With normal functions, one can write
extern "C" int Frotz(int); // in a header
int Frotz(int x) { return x; }
With function pointers, however, this appears to have been implemented inconsistently between compilers.
extern "C" int Klutz(int (*)(int), int);
int Klutz(int (*fptr)(int), int x) { return (*fptr)(x); }
In the declaration, the argument is also extern "C"
. In the definition, most compilers appear to match these functions and make Klutz
an extern "C"
function. The Sun and Cray compilers, however, interpret these functions as being different, producing an overloaded int Klutz(int (*fptr)(int), int x)
, which later generates a link-time error.
Although Section 7.5.5 of C++98 and C++11 guarantees the interpretation of Frotz
, I cannot tell if the standard is ambiguous about whether extern "C"
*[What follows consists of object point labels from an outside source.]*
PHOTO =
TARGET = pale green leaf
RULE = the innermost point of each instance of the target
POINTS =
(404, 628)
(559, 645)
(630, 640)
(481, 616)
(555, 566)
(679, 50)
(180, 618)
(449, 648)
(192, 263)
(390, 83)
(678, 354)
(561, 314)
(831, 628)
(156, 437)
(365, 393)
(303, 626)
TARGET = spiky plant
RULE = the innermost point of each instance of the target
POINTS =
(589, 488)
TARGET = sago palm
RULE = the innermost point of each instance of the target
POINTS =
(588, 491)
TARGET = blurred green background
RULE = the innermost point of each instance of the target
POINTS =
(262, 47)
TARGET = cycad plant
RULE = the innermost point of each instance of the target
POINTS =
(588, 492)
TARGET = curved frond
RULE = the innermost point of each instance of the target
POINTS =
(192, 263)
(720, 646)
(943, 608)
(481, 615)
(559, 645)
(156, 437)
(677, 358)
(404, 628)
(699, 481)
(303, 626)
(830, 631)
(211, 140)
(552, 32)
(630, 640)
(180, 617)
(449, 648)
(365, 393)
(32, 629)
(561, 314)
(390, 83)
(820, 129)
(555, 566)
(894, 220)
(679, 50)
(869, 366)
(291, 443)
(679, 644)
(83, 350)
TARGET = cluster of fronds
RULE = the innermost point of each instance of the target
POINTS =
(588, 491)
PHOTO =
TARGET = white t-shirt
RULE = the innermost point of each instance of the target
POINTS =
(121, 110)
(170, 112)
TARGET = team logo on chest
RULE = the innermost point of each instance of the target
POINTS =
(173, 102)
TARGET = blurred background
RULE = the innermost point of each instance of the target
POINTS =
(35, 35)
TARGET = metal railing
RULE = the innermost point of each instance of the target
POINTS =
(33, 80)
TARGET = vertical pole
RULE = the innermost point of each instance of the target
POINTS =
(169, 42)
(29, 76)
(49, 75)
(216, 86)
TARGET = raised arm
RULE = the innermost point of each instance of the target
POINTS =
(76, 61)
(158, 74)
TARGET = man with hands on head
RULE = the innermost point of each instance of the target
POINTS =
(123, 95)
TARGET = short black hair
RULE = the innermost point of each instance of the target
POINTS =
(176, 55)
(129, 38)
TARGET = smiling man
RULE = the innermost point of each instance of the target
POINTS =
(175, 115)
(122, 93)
matching should occur before or after checking for overloading.
Should Klutz
above generate a mangled (C++) symbol or an extern "C"
symbol?
EDIT 1
I could use a typedef to disambiguate the function pointer to have C or C++ ABI, but I'm interested in whether the code here (a) defines Klutz
to have C++ linkage, (b) defines it to have C linkage, or (c) is ambiguous according to the standard, so that compilers are free to choose how to interpret it.
EDIT 2
This appears to be a known issue, at least by those compilers with searchable bug trackers. In my tests, GCC, Clang, Intel, MSVC, IBM XL, PathScale, PGI, and Open64 all fail to distinguish function types that are identical except for language linkage, as explicitly required by the standard (see section 7.5.1, quoted in the accepted answer). Fixing this would break a lot of existing code and require an ABI change. I'm not aware of any compiler that actually uses a different calling convention for C versus C++ language linkage.
GCC bug: "Finding reasons to ask for the removal of this feature from the next standard is kind of relevant ;-)" ... "And we may even decide on an official WONTFIX."
Clang bug: "I'm terrified of actually enforcing this rule, because doing it properly means making language linkage part of the canonical type, which is going to break a ton of code."